There’s a form to the whole exercise that announces itself from the very first squared-up, level-angled shot into the face of a church. The cross isn’t in the middle, but the asymmetry is balanced.
It’s the beginning of Kogonada’s introductory course on architecture and Columbus’s distinction as a mid-century mecca, where Eero Saarinen and I.M. Pei created some of their most buildings, as well as a line for the whole movie.
Everyone in this movie is asymmetrical, but there’s a certain balance achieved through the various components, as well as drama in their dynamics. You have to sit still long enough to really see the lines, because there’s not a lot of movement in Kogonada’s design.

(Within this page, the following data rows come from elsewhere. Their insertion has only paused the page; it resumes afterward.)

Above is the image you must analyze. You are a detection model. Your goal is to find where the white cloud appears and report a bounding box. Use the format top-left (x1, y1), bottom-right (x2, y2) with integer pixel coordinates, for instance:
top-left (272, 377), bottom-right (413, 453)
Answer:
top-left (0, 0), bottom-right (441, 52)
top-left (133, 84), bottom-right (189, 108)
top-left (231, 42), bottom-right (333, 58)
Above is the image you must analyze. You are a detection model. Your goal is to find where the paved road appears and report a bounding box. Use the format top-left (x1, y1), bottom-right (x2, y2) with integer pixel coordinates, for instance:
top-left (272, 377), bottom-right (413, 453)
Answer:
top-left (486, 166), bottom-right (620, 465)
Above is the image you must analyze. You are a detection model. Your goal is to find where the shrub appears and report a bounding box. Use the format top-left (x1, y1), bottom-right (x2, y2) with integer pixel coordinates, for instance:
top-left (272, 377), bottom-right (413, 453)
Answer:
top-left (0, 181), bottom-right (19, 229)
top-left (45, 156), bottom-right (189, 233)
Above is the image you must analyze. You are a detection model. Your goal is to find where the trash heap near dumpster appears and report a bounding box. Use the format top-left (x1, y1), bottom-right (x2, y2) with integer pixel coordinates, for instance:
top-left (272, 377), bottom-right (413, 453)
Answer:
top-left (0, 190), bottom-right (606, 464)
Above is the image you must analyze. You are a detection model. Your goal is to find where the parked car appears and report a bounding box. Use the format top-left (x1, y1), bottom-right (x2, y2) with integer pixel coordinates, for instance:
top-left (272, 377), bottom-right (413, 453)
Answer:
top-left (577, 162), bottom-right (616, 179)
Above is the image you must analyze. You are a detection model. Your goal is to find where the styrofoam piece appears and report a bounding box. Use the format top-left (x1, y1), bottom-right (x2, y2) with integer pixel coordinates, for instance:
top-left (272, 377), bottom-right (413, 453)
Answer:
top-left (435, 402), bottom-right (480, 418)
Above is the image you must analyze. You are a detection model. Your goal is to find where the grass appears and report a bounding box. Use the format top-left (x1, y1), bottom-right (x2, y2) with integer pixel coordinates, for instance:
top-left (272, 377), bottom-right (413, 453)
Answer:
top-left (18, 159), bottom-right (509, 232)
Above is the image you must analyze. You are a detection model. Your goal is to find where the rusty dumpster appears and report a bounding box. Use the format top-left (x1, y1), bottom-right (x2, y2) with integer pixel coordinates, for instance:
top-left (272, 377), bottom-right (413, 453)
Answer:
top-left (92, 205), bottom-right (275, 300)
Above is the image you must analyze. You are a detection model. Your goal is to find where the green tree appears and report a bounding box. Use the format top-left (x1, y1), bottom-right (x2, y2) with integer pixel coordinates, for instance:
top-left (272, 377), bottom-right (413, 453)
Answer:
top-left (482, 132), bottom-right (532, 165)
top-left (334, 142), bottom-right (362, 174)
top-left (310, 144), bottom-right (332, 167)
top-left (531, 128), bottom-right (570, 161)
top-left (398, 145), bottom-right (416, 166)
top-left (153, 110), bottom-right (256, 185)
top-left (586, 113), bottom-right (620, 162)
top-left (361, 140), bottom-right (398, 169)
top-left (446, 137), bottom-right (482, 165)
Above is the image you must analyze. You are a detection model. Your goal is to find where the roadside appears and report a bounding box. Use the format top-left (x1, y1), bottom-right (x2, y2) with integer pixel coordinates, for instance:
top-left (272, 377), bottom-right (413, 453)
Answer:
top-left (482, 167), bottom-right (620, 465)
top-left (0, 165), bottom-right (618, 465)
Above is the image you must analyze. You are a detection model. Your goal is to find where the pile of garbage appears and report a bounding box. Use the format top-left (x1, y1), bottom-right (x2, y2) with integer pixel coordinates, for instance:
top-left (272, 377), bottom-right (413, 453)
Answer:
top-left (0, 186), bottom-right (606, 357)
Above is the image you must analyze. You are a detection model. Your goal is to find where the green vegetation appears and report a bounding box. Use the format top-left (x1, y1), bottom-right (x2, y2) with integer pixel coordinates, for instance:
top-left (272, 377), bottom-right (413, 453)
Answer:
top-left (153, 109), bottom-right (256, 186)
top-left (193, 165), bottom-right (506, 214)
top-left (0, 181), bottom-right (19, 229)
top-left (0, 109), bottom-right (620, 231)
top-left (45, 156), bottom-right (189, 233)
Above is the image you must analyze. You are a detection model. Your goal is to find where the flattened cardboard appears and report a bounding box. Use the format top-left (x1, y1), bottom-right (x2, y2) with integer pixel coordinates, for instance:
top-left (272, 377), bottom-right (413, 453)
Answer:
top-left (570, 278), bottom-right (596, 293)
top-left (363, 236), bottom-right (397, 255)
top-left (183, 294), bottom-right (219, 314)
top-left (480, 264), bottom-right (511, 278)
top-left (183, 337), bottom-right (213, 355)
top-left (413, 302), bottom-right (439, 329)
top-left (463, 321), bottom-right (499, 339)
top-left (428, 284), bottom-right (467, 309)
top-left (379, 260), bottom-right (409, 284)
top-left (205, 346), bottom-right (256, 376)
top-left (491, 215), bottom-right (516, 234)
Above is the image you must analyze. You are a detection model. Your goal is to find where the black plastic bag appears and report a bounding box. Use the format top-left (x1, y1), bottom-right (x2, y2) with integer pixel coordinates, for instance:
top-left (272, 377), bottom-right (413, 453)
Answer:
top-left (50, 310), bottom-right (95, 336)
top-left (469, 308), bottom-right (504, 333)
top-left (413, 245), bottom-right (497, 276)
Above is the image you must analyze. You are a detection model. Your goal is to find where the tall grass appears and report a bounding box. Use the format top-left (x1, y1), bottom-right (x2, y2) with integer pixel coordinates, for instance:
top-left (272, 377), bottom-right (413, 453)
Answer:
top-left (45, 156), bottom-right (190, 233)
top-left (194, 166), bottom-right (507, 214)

The camera is mostly static. It sits on sticks on a neutral horizon line, keeping everyone in the frame — playing against the backdrop of a Columbus landscape. Whether it’s the stunning structures or the sight of smaller trees set against a robust forest, the director never loses sight of the human scale. People are interacting with the spaces, and the spaces are interacting with them. The light changes the buildings, a new shadows emerge.
Our central characters move through several emotional thresholds, passing from room to room of their lives before our eyes. Yet, Kogonada does it so quietly, the viewer slides through the these detailed interiors with a certain ghostlike detachment.
Richardson’s performance as an astute, smart and self-martyring high school grad in limbo is nothing short of astonishing. She holds the emotional reins of the story without a yank or a slack grip, but clearing every jump just the same.
John Cho gets equal credit for playing a son forced to face lingering father issues, but without Kogonada’s stark design to balance the drama, it would be little more than an episode of a teen soap.
The architecture stands stoically in the background, lending the human element an epic — but never intimidating — context. A showcase for Columbus, as well as a tribute to architecture, Jim Jarmusch’s Paterson and Korean soul, Koganada finds asymmetrical human notes and syncopated visual rhythms that resonate across cobblestones and marble slabs in balanced harmony.
Columbus plays the Vancouver International Film Festival, running to to Oct. 13.